Mayor Khan ‘shirking responsibility' over CCTV blackout

Just 14 cameras operating in Westminster after 2016

Friday, 13th July 2018 — By Tom Foot

Tony Devenish

Tony Devenish

CONSERVATIVES have hit out at Sadiq Khan after he raised “serious concerns” about the failure to get CCTV back up and running in Westminster.

Tony Devenish, an Assembly Member, said the Mayor of London was “shirking responsibility”.

It follows a long-running row over who should fund CCTV, the council or Met Police, that led to almost the entire surveillance system being taken down last year.

Just 14 cameras are operating compared with 76 following the decision in 2016 that saved the council £2.7million.

Mr Devenish, a former Westminster councillor, said: “This is yet another example of the Mayor shirking responsibility and passing the buck. Reinstalling CCTV cameras in Westminster is mainly a police project.

“The government is increasing the funding going to the police but under Sadiq Khan the Met has failed to spend taxpayers’ money efficiently, as the police inspectorate has already acknowledged.”

A new system was due to be put in place in Westminster with the Met, not the council, owning and operating it.

The Met said it has “no specific date” for the introduction of a new system. The delay has prompted Mr Khan to write to the leader of the council Nickie Aiken about the “unacceptable delay”.

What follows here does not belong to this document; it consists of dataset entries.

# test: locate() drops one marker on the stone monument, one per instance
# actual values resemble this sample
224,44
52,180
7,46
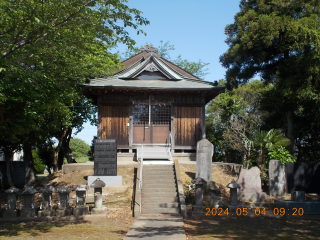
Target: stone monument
46,203
63,205
277,179
81,208
198,209
105,163
98,198
233,185
28,202
250,185
204,160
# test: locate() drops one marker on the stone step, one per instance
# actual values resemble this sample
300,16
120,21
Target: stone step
159,185
160,205
163,181
159,199
156,176
159,189
157,167
159,210
158,171
159,194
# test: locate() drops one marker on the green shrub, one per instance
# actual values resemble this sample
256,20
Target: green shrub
281,154
39,166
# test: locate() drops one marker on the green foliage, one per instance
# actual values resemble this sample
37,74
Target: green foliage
39,165
79,147
49,48
90,153
232,117
281,154
279,40
196,68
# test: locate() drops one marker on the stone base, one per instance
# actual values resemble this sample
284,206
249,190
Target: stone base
108,180
309,207
79,211
63,212
252,197
28,213
46,213
234,208
98,211
10,213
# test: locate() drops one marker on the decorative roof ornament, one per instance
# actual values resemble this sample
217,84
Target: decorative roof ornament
149,48
151,68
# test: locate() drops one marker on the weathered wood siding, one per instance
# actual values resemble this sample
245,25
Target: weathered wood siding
187,125
114,121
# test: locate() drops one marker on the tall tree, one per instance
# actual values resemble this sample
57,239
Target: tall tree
279,40
196,68
48,48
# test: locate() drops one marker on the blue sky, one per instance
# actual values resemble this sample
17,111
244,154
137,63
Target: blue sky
195,28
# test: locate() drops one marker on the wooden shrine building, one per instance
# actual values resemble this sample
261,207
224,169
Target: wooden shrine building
153,102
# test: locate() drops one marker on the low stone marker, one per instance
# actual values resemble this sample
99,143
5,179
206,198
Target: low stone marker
81,208
277,179
198,209
46,204
11,211
28,202
64,207
233,185
98,198
204,160
250,185
105,163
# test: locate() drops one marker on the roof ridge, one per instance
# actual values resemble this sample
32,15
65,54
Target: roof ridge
179,67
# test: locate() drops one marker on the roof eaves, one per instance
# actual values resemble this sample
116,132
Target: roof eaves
179,67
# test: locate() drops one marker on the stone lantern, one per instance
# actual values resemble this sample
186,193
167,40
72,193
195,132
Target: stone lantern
233,185
46,203
64,207
81,208
198,209
11,211
28,202
98,198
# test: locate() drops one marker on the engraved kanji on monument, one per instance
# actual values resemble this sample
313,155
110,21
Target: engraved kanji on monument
105,157
204,159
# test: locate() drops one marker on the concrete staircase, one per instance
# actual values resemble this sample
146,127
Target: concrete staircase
159,190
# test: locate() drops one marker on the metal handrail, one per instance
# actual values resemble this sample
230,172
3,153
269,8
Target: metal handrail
140,178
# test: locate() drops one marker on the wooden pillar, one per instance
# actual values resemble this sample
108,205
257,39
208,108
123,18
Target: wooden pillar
130,128
99,134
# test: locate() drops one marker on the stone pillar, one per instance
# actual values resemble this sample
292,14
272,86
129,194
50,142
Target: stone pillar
198,209
233,196
277,180
28,202
11,211
64,207
81,208
204,160
46,203
98,198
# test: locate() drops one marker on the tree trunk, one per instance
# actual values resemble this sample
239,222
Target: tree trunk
66,146
65,151
290,134
8,155
29,166
56,152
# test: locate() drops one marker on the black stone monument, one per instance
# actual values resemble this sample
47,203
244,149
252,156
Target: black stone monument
105,157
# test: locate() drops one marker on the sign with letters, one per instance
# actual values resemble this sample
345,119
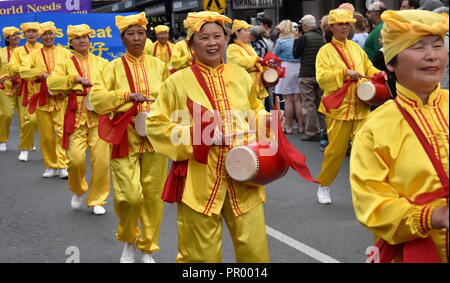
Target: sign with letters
105,37
56,6
253,4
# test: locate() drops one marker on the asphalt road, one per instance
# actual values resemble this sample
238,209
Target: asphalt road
38,224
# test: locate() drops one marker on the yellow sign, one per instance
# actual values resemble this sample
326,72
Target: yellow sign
215,5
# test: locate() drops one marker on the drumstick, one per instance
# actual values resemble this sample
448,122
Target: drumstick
239,134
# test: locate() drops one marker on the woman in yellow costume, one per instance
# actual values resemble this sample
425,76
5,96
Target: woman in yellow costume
49,108
27,121
241,53
162,48
399,163
125,86
208,193
74,78
340,65
8,84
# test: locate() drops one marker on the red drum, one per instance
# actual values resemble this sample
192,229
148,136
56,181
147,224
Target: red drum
270,77
250,163
139,123
375,91
87,103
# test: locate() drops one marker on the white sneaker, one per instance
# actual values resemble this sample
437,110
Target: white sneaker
98,210
49,172
147,258
323,195
23,156
76,202
128,253
63,174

His letter said: “I am seriously concerned therefore about the unacceptable delay in delivering the Westminster CCTV project… while we recognise there has been some progress in recent months, it has been far too slow.”

Westminster councillor Ian Adams said he was surprised the Mayor chose to raise the matter with the council “given it is a police project”, adding: “The council fully supports plans to install a new network across the city and has provided The Mayor’s Office for Policing and Crime with £1.5million funding to help complete the scheme which will include 65 new cameras.

“Of the 65 locations, we have been asked to assist with works at just 15 sites across the city. The majority of this work has already been completed.”